Печальные, но не последниеXIII ЛОТМАНОВСКИЕ ЧТЕНИЯ«Числа в системе культуры»(ИВГИ РГГУ, 21–23 декабря 2005 года)[140]

Лотмановские чтения традиционно проводятся в ИВГИ с 1993 года; в этом году из почтения к «мистическому» числу 13 для очередных чтений была придумана тема «Числа в системе культуры», однако число 13 не удовлетворилось этим знаком уважения и в полной мере оправдало свою зловещую репутацию: в течение месяца с небольшим ИВГИ и вообще вся российская наука понесли три тяжелейшие утраты. Скончались Михаил Леонович Гаспаров, Владимир Николаевич Топоров и Елеазар Моисеевич Мелетинский. Не прибавляю к их именам никаких титулов, потому что в данном случае решительно не важно, кто из них был академиком, а кто нет; эти имена значат гораздо больше любого звания, титула или должности.

Проводить заседания и произносить доклады как ни в чем не бывало в подобной ситуации было бы неуместно. Поэтому весь первый день Лотмановских чтений было решено сделать «поминальным» и посвятить памяти трех ушедших от нас ученых.

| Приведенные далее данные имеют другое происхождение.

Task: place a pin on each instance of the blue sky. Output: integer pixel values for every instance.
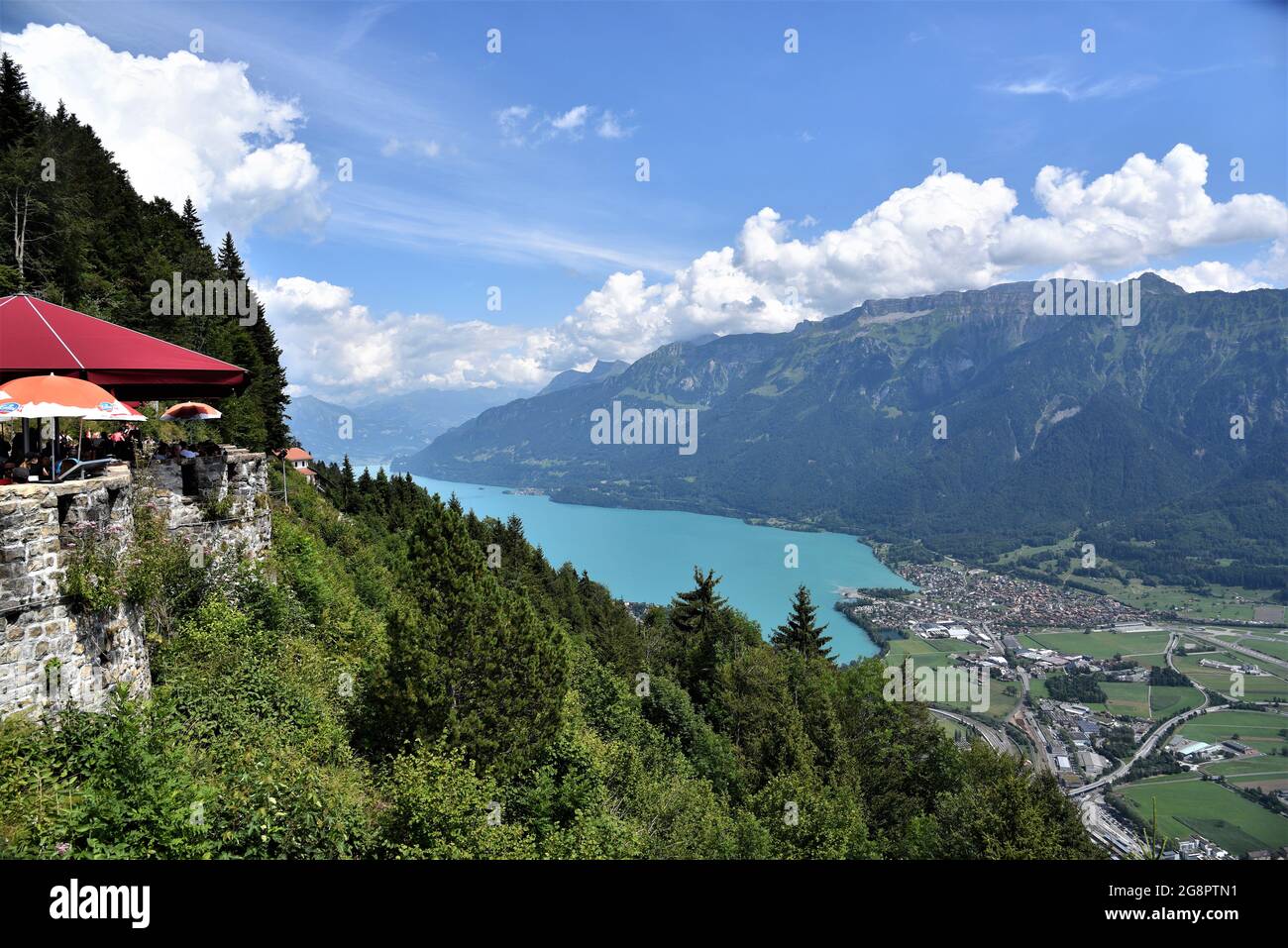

Выступления первого дня конференции носили разный характер: некоторые из выступавших говорили в жанре преимущественно мемуарном, другие предлагали вниманию собравшихся научные разработки, непосредственно связанные с деятельностью того или иного из трех ученых, чьей памяти было посвящено заседание. Выступали разные люди, говорили в разном жанре, но уже самый первый текст, прозвучавший 21 декабря, — мемуарный фрагмент о Е. М. Мелетинском, присланный Вячеславом Всеволодовичем Ивановым из Лос-Анджелеса и прочитанный ученым секретарем ИВГИ Еленой Петровной Шумиловой[141], задал тему, которая потом в той или иной форме повторялась едва ли не в каждом выступлении: тему борьбы хаоса и космоса, борьбы против хаоса во имя космоса, — борьбы, в которой деятельно участвовали и Гаспаров, и Мелетинский, и Топоров. Мелетинский, по словам Иванова, всю свою жизнь, всю свою жизненную энергию посвятил поискам «осмысленной связи целого»; он трепетал перед хаосом, поскольку видел его всесилие во время войны, но ни война, ни сталинские лагеря не могли истребить в нем веру в силу разума и в необходимость применения строгих методов анализа к исследованию литературы; в хаосе Мелетинский видел личного врага и очень много сделал, чтобы этого врага потеснить.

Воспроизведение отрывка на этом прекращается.